Let us assume that the monomers comprising the genetic alphabet were abundant and accessible on the early Earth. Given a pristine pool containing the four monomers of DNA (A, T, G and C) the likelihood of this genome emerging at random, is vanishingly, vanishingly, small. For some context, if you converted the entire mass of the earth into DNA, you could only make one copy of every different DNA polymer up to eighty bases long. Taking the mass of the universe would only get you as far with polymers up to 125 bases long! That’s a far cry from hundreds of thousands, and when you consider that this fully functioning organism needs more than just DNA but a cell membrane, a variety of amino acids and other metabolites, an entirely random origin of even the simplest organism known would be an unbelievably rare event, even assuming complex molecules like RNA and DNA polymers formed on Earth. Thus, it would be helpful to refine our approach.

Fig. 4. A snapshot of a fraction of a metabolic pathways map, vs most of the London tube map. Which looks more complex?

A minimal requirement for life?

Firstly, we need to discover just how minimal a system constituting life can be. It’s reasonable to assume we can go simpler than Mycoplasmagenitalium,2 because even today’s simplest organism has a family tree stretching back about 4 billion years to life’s origins and has benefitted enormously from the continual trial and error cycle of variation and selection that underpins Darwinian evolution.

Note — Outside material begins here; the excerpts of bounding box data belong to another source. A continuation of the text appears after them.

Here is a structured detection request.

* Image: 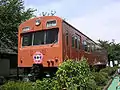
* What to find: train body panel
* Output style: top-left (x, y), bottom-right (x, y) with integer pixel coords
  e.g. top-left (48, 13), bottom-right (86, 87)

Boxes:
top-left (18, 16), bottom-right (107, 75)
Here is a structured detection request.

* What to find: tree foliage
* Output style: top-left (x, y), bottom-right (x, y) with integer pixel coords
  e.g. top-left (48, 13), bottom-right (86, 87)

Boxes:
top-left (98, 40), bottom-right (120, 64)
top-left (0, 0), bottom-right (35, 50)
top-left (56, 58), bottom-right (96, 90)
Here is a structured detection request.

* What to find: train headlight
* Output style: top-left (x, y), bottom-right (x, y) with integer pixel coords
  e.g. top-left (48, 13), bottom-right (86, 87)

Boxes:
top-left (35, 19), bottom-right (41, 26)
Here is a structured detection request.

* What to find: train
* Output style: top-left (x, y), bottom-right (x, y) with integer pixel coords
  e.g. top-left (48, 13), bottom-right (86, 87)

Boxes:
top-left (18, 16), bottom-right (107, 78)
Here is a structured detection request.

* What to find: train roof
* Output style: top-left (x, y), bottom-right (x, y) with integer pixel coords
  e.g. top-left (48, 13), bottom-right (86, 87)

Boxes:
top-left (20, 16), bottom-right (99, 46)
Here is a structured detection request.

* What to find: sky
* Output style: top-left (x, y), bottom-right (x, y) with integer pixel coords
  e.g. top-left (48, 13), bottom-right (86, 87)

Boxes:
top-left (24, 0), bottom-right (120, 43)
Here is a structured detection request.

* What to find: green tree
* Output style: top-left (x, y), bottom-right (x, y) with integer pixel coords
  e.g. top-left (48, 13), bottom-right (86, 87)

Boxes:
top-left (98, 40), bottom-right (120, 66)
top-left (56, 58), bottom-right (96, 90)
top-left (0, 0), bottom-right (35, 52)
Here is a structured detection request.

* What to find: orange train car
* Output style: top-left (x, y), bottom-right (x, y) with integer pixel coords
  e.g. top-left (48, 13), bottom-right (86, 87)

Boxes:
top-left (18, 16), bottom-right (107, 76)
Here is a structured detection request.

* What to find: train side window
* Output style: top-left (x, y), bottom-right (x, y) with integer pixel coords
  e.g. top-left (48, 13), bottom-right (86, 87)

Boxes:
top-left (72, 36), bottom-right (75, 47)
top-left (77, 38), bottom-right (80, 49)
top-left (87, 44), bottom-right (90, 52)
top-left (66, 32), bottom-right (68, 46)
top-left (75, 37), bottom-right (78, 48)
top-left (91, 44), bottom-right (95, 52)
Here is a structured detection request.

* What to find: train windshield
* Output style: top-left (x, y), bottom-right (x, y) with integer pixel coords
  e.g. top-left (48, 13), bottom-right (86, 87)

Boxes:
top-left (22, 28), bottom-right (58, 46)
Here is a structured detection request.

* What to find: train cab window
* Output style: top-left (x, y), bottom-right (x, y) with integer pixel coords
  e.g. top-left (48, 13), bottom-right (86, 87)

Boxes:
top-left (33, 29), bottom-right (58, 45)
top-left (72, 36), bottom-right (75, 47)
top-left (22, 33), bottom-right (32, 46)
top-left (46, 20), bottom-right (56, 27)
top-left (66, 32), bottom-right (68, 46)
top-left (33, 31), bottom-right (45, 45)
top-left (75, 37), bottom-right (78, 48)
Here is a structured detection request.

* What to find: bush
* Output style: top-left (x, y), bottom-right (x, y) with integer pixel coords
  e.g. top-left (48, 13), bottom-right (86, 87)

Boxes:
top-left (0, 81), bottom-right (33, 90)
top-left (93, 72), bottom-right (108, 86)
top-left (100, 67), bottom-right (117, 76)
top-left (56, 58), bottom-right (96, 90)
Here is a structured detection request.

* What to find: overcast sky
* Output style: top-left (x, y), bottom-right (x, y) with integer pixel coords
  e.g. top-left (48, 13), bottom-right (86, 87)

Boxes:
top-left (24, 0), bottom-right (120, 43)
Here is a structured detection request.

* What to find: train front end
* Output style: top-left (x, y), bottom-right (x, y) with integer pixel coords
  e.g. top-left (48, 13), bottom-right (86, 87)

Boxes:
top-left (18, 16), bottom-right (62, 76)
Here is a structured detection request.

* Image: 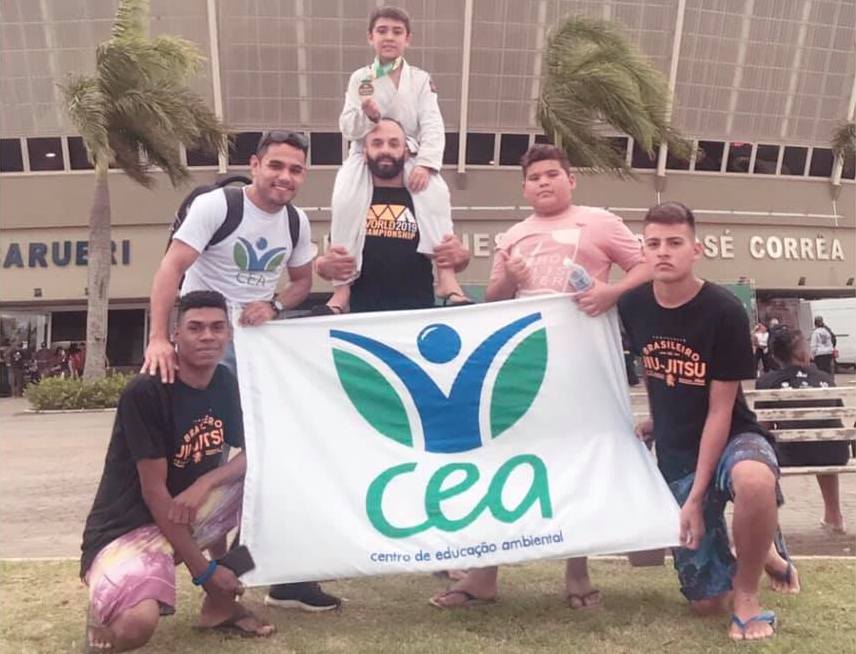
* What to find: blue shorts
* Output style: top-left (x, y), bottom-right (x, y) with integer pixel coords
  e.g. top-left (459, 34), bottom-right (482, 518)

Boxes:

Improvements on this front are hard-won, though. Since the rise of whole-genome sequencing in the 1990s, synthetic biologists have been working towards creating the prototypical ‘minimalist organism’, i.e. one with the smallest genome possible. So far, the best efforts have yielded a bacterium with about 50,000 fewer base pairs than Mycoplasma genitalium. It’s an impressive achievement, but in the context of the origin of life, scientists are still hotly debating the origin of just single RNA or DNA monomers, let alone polymers of half a million bases. In other words, there is still an enormous gap in understanding how the first, primitive organisms could have arisen from the primordial soup.

The RNA world

A simpler alternative is to aim for a prototypical ‘organism’ that doesn’t bother with the whole business of having a cell and proteins, or even DNA: a stripped down, self-replicating RNA, or a community thereof. Since RNA and DNA are both capable of storing information, we could conceivably leave DNA out of the central dogma and maintain some of its function. Going a step further, since RNA molecules can also be capable catalysts themselves, if generally less efficient than proteins, we could even remove proteins from the central dogma too, leaving us only with RNA. In fact, RNA polymers, named ribozymes (Fig. 5) because they can have similar functions to enzymes, yet are made only from ribonucleic acids (RNA) for example, a heterodimeric pair each consisting of about 150 bases, have been shown to copy themselves under certain laboratory conditions.3 In principle, this reduces the complexity of the origin of life problem (which for life as we know it includes the origin of DNA, RNA, proteins and cells), into the origin of RNA. 

RNA biology, operating under natural selection, could then give rise to the ribosome, and hence proteins, and DNA, which established the central dogma. This idea, termed the ‘RNA World’, is consistent with several tantalising pieces of evidence. However, whether ribozymes could form, continuously replicate and evolve, outside of carefully controlled lab conditions, is still very much an open question, leading others to still favour the ‘wholistic’ nucleic acids/proteins origins scenario. Although this scenario seems more complex, they argue that the intrinsic chemical properties of biomolecules lend themselves towards cooperativity and ever-increasing levels of organisation and complexity.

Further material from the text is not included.